"The primary motive for how we write, for how we perform, is to evoke or exaggerate some sort of collision." This is Demons. Forces of equal magnitude uniting, reacting, and detonating. Some Newton's-Third-Law type shit. In the band's brief tenure, this is what we've come to expect. Pounding drums, erratic riffs, fervent lyrics, and structure descending into abstraction. The sum of these parts is difficult to classify with any direct comparison. Shellac? Queens of the Stone Age? David Bazan? Melvins? While sonic or attitudinal traces may exist, Demons remains derivative of nothing.
Following the release of the band's seminal EP, Great Dismal, Demons returns with their debut full-length, Embrace Wolf — nine blistering songs exploring a spectrum of anxiety, aberrations, and awe with deliberate recklessness. "Musically, we just wanted to be our own form of unbridled," says vocalist/guitarist Zach Gehring (also of Virginia-based Mae acclaim), up until this point, we've kept to this sonic austerity pretty straight forward, energetic, and almost off the rails."
Produced entirely by the band, Embrace Wolf was tracked episodically in several locations, including a field-recorded drum session in a railroad tunnel. The record also features the addition of guitar player/accompanying vocalist Chris Mathews to the existing lineup of Gehring, Jonathan Anderson (bass), and Drew Orton (drums) which allowed the process to become fully collaborative. "[This time around] we've started behaving more like a band (i.e. a creative group), and we wanted to explore this dynamic more," says Gehring. "We knew we all wanted to be loud, and we wanted our instruments to work together by filling in gaps with a high degree of awareness of one another."

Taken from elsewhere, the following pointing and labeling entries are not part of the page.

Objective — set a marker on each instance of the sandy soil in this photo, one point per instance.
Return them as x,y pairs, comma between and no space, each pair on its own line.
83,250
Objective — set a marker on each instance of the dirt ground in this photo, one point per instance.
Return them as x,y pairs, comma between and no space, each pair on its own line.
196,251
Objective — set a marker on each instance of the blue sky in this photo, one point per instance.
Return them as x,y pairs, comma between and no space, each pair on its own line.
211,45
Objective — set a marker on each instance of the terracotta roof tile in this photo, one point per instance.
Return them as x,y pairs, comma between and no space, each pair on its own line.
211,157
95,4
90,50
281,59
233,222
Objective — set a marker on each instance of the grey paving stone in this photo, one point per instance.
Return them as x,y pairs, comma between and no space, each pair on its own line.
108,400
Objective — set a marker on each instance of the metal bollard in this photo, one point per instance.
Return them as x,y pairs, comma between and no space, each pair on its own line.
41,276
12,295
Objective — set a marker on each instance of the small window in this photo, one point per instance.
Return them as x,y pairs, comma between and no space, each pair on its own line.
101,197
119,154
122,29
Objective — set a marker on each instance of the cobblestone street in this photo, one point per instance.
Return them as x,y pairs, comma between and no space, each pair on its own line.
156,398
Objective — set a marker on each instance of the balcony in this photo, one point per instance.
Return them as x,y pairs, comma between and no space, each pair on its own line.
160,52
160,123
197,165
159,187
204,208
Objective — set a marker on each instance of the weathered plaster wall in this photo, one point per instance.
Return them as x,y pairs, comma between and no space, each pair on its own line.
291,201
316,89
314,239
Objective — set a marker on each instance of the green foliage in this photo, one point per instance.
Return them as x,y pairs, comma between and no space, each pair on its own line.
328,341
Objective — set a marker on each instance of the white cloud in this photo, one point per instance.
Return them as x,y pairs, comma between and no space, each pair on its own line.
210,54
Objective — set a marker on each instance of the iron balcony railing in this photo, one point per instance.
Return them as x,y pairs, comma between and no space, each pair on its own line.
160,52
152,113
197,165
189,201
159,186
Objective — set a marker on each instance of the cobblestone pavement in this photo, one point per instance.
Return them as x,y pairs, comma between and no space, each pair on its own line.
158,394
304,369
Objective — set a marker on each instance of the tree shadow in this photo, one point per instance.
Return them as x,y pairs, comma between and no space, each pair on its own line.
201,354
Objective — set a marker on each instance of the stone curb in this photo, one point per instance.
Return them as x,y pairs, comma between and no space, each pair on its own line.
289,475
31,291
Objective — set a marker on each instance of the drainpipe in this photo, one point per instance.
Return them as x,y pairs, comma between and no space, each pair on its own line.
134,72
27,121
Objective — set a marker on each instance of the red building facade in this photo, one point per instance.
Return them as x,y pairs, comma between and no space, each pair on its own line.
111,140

Lyrically, Embrace Wolf centers thematically on prepositions of guilt, disguises, impatience, and exhaustion. "My writing is still self absorbed, a lot of first person focus because it's still all I really know how to write about. We all have our blind spots, and I only feel comfortable calling out my own," says Gehring. As the tracklist progresses through Embrace Wolf, Gehring broods over growing resentment, facaded truth, suppression, misrepresentation, fragile relationships, and honesty versus the truth. While not always an easy listen, the cathartic self-analysis present in both the record's lyrical content and vocal delivery feels earnest and absolute.
We are all haunted by something, be it tangible, imaginary, wild, or within, and we are faced with only two choices — exorcism or embracement. Sometimes one is essential in enabling the other. While this process remains ultimately unique to our own ailments, both solace and commiseration can often be found simply by pressing play. Come Embrace Wolf with Demons, this fall on Spartan Records.